Violeta Stojkovic 1, , Christine Simpson 1 , Rebecca Sullivan 1 , Anna Maria Cusano 1 , Karl Insogna 1 & Jessica Bihuniak 1,

1Yale University School of Medicine, New Haven, Connecticut, USA; 2Université de Liège, Liège, Belgium; 3University of Connecticut, Storrs, Connecticut, USA.

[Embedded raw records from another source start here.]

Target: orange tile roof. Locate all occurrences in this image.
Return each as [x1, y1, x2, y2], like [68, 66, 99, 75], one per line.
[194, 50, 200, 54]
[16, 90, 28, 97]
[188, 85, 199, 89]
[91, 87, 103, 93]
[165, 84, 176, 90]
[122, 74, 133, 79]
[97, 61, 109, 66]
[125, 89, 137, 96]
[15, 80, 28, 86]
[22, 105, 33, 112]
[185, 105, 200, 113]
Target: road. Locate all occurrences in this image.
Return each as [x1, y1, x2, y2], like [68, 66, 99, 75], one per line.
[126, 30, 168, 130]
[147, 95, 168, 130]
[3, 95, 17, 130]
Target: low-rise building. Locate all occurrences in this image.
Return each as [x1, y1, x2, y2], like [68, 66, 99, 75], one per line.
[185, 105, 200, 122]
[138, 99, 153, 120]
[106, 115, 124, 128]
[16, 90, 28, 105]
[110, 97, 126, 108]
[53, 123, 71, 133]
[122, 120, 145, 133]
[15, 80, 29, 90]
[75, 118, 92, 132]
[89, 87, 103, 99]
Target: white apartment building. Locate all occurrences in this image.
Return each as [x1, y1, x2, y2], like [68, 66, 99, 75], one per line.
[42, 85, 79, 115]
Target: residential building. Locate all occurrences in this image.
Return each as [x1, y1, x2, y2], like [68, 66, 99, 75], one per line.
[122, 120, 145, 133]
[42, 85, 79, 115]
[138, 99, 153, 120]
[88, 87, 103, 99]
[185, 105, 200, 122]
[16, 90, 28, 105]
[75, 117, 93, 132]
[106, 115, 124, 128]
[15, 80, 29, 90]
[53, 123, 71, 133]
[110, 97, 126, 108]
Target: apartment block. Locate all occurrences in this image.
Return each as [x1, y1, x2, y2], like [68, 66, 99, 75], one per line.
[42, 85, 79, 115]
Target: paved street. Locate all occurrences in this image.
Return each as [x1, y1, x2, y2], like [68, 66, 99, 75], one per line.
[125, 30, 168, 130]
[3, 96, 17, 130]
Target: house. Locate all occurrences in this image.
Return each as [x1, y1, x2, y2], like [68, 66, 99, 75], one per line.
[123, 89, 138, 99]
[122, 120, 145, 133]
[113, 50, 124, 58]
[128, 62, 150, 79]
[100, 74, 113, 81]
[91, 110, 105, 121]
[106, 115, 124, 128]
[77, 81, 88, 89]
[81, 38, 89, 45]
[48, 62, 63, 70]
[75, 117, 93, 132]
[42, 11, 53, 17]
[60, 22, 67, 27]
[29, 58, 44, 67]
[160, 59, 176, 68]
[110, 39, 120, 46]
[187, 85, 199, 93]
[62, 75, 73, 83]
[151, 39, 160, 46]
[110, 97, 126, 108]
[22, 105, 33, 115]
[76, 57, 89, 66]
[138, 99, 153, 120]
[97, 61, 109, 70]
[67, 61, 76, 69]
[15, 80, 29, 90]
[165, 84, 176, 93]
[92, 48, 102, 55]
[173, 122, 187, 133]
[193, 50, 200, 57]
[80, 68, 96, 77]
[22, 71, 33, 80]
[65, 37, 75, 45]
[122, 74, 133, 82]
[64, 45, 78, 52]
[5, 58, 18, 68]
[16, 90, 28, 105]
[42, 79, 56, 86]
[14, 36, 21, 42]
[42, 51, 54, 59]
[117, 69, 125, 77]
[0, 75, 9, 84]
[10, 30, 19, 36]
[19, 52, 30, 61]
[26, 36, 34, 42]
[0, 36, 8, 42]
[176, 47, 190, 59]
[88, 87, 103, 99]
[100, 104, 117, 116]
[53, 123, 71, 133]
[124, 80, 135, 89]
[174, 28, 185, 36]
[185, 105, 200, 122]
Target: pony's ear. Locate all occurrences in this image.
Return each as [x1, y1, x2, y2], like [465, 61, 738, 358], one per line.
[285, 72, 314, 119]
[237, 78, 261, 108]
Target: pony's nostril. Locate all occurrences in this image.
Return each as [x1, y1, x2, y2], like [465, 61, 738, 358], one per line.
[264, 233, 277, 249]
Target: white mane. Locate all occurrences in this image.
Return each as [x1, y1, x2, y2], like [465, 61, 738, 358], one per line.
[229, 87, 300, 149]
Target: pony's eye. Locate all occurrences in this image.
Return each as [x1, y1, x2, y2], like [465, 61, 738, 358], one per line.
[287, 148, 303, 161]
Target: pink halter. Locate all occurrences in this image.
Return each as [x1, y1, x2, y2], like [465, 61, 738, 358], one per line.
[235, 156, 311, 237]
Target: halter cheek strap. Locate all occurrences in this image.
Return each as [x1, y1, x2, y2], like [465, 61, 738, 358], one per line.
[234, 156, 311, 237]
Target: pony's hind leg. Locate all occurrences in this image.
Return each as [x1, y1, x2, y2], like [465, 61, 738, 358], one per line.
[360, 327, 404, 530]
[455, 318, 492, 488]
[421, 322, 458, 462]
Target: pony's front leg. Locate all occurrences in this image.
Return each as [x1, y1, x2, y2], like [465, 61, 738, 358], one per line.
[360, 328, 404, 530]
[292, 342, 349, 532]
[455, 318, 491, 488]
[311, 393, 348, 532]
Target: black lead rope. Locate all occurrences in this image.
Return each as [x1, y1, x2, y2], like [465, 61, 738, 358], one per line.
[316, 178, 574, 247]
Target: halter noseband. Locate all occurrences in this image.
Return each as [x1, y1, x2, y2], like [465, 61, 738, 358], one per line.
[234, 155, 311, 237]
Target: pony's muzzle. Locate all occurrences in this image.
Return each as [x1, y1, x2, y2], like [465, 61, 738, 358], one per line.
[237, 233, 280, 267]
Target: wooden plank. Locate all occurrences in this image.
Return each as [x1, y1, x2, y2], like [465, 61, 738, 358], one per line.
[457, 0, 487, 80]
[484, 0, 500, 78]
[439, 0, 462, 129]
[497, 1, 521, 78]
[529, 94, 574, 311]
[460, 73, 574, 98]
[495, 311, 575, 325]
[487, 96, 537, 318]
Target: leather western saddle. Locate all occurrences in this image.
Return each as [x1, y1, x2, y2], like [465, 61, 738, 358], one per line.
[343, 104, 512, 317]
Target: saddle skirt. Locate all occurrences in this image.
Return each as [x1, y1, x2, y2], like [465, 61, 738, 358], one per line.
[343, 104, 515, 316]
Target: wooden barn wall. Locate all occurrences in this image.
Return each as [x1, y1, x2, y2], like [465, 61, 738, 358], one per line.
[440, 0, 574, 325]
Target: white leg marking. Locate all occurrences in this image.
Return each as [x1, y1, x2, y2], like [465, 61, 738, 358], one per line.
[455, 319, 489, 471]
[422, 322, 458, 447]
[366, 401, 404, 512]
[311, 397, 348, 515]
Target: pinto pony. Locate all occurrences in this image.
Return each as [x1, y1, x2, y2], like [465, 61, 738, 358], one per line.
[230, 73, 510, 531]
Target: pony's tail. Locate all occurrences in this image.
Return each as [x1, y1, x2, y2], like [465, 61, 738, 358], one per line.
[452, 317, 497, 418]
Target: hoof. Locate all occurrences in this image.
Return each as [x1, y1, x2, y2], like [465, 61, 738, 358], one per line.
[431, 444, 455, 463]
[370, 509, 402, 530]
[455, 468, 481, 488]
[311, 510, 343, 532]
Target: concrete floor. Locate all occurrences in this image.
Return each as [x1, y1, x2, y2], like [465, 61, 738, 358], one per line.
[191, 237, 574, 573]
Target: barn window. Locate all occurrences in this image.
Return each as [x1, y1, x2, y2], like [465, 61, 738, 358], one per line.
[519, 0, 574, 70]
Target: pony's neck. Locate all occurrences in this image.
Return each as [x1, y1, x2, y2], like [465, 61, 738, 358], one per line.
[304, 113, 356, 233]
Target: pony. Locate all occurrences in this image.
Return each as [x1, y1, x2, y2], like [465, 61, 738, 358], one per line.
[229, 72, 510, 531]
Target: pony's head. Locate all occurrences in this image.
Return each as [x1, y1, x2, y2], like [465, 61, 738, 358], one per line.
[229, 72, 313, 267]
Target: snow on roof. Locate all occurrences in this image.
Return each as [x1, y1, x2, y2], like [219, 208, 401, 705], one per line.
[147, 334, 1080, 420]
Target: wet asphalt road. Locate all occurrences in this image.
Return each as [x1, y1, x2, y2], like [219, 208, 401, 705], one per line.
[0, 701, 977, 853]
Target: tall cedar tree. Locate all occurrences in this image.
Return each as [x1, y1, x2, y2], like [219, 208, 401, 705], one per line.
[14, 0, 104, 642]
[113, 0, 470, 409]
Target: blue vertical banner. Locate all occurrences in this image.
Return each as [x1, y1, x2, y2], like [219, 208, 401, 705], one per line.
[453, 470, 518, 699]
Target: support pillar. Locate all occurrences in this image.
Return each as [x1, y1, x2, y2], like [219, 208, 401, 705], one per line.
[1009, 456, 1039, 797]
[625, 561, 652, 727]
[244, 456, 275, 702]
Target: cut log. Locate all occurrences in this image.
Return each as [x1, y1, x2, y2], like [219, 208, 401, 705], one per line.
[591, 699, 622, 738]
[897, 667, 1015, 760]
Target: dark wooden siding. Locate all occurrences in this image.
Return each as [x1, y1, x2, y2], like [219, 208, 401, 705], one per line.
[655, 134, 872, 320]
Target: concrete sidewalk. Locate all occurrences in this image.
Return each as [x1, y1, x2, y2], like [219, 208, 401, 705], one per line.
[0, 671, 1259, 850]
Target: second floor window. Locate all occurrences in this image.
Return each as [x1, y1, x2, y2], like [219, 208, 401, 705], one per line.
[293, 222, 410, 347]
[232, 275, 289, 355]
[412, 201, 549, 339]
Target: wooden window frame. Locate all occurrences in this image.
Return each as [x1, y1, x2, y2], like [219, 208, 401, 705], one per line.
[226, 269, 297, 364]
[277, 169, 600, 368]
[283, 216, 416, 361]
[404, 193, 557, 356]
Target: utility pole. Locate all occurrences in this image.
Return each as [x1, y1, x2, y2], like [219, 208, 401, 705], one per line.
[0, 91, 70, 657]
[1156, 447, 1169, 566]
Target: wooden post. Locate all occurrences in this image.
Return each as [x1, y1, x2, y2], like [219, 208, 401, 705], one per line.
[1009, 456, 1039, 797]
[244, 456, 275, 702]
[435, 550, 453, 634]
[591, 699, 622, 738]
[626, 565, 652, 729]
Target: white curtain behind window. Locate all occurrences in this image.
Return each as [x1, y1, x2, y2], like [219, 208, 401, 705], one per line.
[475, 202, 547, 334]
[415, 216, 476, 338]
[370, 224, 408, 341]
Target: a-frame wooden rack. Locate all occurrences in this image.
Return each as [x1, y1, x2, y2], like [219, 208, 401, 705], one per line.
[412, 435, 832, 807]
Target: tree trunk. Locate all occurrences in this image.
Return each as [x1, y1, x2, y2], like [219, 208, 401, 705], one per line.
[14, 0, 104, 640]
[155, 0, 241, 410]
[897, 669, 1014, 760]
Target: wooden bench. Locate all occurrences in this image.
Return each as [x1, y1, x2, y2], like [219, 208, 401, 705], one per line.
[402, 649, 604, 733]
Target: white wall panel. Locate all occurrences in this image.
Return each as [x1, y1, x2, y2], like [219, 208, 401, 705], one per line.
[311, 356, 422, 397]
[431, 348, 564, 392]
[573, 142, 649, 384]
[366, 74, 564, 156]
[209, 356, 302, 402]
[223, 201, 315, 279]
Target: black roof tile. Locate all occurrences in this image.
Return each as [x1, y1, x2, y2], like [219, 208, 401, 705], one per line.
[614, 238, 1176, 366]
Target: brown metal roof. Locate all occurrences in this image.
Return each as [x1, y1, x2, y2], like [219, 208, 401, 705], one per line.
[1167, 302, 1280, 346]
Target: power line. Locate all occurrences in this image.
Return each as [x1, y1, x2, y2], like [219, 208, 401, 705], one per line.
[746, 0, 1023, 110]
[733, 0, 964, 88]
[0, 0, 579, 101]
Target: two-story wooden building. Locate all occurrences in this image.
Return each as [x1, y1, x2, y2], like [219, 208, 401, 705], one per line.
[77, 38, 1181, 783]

Whether high glycaemic index/glycaemic load (GI/GL) diets increase low-grade inflammation leading to changes in body composition and risk for chronic illness remains uncertain. We recently completed a randomised, double-blind study comparing the effects of a 45 g whey protein supplement (PRO) and an isocaloric maltodextrin supplement (CHO) on bone density and body composition in older adults. The study afforded an opportunity to evaluate the impact of a calibrated increase in GI/GL on markers of inflammation, insulin resistance and body composition. Eighty-four postmenopausal women who consumed a minimum of 20 g of either supplement (PRO, n=38; CHO, n=46) daily for 18 months were studied. GI/GL was estimated from 3-day food records at baseline and 18 months. At the end of 18 months the GL in the CHO group increased by 34%, 88.4±5.2 to 118.5±4.9 (P<0.0001 at 18 months) and did not change in the PRO group 86.49±4.14 to 81.9±3.6. Despite this, there were no differences in serum CRP, IL-6, or HOMA at 18 months between the two groups, nor when the individuals in the highest quartile (n=21) of GL at 18 months were compared to the lowest quartile (n=20). However, analysis of body composition showed a significant increase in truncal lean mass (P=0.007) and total lean mass (P=0.038) in the PRO group, compared to the CHO group. In contrast, the highest GL quartile had significantly higher BMI (P=0.03) and total fat mass (P=0.005) with a significant decline in the lean/fat ratio (P=0.0008). Our data suggest that as dietary GL increases within the moderate range, there is no detectable change in markers of inflammation or insulin resistance, despite which there is a negative effect on lean body mass.